Through the basement windows there came a honking of many horns and the ragged sound of human rage. “Damn,” the sheriff said, “they just ain't gonna leave us alone, are they?” The honking horns obtained an angry rhythm, their notes long and bitter.
“One of theirs died today, too.”
“Robin, that man was trying to burn down your farm!”
“He died a hard death.”
The people outside were literally growling, their voices dull and deep, as the fall of rain upon a place already drowned. “I'd better get up there and give them a little hell,” the sheriff said. He humed off across the basement.
Robin went around to the head of the table. He thought to close her eyes. “You can't, buddy,” Fred Harris said. “Too late to change the expression.”
He did not want her to stare like this. It wasn't a dead expression. Despite how cold it was, her body retained the suppleness of living muscle. In a way this was much more awful than the fixed stare of an ordinary corpse.
She was so obviously not at peace. “Isn't there any way at all?”

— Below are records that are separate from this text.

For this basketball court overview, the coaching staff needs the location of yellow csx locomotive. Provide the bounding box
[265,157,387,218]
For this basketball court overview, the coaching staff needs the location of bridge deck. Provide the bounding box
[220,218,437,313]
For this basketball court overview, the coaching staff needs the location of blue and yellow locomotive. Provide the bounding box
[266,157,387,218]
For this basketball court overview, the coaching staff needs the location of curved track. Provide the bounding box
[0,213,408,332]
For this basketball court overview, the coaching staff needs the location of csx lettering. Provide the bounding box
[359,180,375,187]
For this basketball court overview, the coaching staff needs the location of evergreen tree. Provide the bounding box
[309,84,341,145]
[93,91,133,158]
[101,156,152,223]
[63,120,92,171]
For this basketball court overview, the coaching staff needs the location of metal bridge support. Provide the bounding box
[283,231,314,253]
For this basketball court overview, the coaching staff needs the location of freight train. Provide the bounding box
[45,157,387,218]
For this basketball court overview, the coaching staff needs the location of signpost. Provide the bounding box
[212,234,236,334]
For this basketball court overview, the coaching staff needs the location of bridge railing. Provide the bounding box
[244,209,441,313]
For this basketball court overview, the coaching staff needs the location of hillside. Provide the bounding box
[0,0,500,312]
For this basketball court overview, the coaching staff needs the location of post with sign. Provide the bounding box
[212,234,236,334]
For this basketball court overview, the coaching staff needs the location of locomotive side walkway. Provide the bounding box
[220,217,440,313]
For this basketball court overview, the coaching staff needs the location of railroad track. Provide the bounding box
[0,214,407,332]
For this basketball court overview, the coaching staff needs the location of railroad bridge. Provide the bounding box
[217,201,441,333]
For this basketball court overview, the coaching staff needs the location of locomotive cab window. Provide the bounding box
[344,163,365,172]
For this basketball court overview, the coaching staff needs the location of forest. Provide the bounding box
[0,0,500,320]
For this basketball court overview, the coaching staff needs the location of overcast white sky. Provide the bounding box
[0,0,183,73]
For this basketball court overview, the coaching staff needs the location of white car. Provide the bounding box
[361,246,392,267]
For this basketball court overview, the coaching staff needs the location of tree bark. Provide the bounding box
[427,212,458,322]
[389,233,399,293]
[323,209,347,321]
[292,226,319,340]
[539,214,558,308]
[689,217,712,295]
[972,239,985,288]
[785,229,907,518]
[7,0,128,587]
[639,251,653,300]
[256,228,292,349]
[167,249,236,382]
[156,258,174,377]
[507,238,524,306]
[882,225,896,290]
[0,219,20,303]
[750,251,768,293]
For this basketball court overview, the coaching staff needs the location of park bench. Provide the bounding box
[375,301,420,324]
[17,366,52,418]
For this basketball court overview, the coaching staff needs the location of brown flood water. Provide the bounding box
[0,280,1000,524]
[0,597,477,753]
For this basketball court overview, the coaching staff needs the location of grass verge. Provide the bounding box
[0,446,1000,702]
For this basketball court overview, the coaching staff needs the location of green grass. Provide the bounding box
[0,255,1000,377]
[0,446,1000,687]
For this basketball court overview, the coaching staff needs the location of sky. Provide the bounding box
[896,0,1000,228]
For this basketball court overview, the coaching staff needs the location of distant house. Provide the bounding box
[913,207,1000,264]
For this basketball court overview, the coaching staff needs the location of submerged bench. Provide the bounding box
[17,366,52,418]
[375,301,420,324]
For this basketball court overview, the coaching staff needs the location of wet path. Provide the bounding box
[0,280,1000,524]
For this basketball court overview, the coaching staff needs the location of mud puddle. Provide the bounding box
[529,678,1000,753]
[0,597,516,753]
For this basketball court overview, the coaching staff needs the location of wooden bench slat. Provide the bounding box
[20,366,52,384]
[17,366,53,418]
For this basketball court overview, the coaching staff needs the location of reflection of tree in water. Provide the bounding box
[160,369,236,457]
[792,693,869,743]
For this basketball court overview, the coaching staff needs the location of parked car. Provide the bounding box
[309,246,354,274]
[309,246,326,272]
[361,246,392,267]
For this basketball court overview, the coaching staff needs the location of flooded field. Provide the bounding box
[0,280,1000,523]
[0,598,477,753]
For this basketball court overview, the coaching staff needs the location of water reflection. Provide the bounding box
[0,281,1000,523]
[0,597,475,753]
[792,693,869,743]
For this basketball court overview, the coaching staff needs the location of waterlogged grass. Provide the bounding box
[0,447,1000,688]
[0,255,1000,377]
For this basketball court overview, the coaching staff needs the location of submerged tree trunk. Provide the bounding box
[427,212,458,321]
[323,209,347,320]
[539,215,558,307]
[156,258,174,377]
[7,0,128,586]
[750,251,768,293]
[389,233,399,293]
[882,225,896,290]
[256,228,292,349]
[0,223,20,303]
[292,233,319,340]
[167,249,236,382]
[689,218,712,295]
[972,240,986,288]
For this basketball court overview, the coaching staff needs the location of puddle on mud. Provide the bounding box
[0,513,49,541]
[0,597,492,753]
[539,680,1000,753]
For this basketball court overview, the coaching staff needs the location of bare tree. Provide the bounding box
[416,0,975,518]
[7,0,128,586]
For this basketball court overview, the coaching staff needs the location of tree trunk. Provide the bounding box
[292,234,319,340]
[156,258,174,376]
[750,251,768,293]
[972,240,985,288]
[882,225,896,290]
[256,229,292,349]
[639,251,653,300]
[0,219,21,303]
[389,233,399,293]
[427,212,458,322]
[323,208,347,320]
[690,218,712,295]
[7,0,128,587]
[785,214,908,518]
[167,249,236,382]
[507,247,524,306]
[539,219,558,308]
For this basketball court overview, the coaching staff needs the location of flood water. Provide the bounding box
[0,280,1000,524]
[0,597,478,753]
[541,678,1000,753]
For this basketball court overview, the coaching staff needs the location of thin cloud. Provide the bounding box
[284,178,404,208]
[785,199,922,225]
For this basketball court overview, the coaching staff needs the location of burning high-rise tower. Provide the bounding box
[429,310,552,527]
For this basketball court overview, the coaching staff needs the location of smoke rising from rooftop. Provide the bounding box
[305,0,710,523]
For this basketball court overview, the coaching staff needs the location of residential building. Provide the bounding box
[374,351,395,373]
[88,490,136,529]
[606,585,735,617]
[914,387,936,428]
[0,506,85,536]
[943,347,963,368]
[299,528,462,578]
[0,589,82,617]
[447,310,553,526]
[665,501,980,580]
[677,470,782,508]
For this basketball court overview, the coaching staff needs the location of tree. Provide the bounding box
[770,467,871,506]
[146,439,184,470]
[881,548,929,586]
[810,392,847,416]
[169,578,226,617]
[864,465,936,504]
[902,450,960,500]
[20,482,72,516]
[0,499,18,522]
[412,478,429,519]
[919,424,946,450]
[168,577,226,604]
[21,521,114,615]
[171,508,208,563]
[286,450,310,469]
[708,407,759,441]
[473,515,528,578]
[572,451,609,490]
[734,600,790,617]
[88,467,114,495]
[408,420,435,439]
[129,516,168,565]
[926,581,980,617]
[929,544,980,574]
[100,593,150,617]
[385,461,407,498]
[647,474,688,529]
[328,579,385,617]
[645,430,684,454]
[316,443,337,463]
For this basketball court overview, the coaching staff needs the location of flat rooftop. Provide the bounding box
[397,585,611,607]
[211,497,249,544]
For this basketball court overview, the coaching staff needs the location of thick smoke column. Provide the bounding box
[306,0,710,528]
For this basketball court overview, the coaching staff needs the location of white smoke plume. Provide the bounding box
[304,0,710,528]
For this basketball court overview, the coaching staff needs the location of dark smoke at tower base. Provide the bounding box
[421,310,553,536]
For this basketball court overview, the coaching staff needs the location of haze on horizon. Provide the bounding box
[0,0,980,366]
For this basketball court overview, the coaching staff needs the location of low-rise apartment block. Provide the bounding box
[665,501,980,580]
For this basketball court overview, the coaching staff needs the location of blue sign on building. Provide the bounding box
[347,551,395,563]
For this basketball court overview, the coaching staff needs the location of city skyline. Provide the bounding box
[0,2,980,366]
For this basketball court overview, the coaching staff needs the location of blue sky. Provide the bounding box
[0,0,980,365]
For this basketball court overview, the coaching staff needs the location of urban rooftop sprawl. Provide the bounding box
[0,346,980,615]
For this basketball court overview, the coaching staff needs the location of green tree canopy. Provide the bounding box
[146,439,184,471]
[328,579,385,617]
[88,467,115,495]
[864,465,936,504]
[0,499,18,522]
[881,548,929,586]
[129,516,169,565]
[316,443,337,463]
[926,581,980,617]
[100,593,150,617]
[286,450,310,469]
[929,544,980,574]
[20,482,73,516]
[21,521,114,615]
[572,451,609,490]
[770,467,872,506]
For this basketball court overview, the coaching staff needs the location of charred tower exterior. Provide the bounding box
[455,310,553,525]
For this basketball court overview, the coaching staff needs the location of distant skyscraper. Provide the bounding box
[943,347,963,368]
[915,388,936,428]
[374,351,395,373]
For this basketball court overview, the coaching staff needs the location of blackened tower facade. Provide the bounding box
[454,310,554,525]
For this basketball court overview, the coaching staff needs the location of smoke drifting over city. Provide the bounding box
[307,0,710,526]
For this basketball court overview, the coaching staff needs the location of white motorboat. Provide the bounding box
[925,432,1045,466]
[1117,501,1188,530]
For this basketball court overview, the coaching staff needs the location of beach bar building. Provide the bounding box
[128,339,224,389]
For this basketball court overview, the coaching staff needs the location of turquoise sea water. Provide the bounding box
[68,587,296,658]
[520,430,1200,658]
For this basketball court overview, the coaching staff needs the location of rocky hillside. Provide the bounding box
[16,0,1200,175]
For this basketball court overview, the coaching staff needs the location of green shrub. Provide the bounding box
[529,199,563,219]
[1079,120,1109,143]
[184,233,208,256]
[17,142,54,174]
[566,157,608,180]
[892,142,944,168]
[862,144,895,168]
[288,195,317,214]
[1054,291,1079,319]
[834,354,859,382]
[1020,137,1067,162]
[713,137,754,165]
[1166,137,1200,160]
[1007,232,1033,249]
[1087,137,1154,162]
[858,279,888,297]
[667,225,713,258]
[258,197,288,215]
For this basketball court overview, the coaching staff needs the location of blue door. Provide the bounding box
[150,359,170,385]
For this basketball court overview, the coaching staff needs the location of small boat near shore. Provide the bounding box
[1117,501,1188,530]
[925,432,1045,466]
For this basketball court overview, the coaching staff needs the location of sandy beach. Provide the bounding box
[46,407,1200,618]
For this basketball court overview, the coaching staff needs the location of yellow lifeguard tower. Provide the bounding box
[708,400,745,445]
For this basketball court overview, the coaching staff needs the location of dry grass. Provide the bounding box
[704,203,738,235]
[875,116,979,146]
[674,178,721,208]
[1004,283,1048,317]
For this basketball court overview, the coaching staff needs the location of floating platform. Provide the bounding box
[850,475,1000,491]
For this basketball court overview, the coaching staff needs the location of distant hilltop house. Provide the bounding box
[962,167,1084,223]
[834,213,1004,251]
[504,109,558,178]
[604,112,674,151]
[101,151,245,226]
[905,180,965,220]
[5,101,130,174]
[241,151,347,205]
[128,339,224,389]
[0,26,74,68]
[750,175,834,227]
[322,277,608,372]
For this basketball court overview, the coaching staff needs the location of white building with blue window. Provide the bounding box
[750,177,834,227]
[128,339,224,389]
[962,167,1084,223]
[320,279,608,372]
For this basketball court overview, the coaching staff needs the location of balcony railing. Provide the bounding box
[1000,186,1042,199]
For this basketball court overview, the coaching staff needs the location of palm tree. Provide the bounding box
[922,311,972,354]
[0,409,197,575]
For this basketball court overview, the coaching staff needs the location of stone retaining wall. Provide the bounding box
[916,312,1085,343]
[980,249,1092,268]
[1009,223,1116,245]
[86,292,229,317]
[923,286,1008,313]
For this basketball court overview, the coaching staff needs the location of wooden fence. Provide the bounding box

“I can make 'em look closed, but I have to take her back to my workroom.”
Her eyes were the shade of the moon dimming toward morning. Constance had said: “Every one of us has a hidden name, our real name. When you call her to the circle, call Moom.”
“Moon?” they had asked.
“No, with an 'm.' Moom is her real name. The Leannan calls her that.”
“Good-bye, Moom. Fare you well.” He visualized her on an old forest road, suitcase in hand, walking quickly away. Long breaths of sorrow filled him.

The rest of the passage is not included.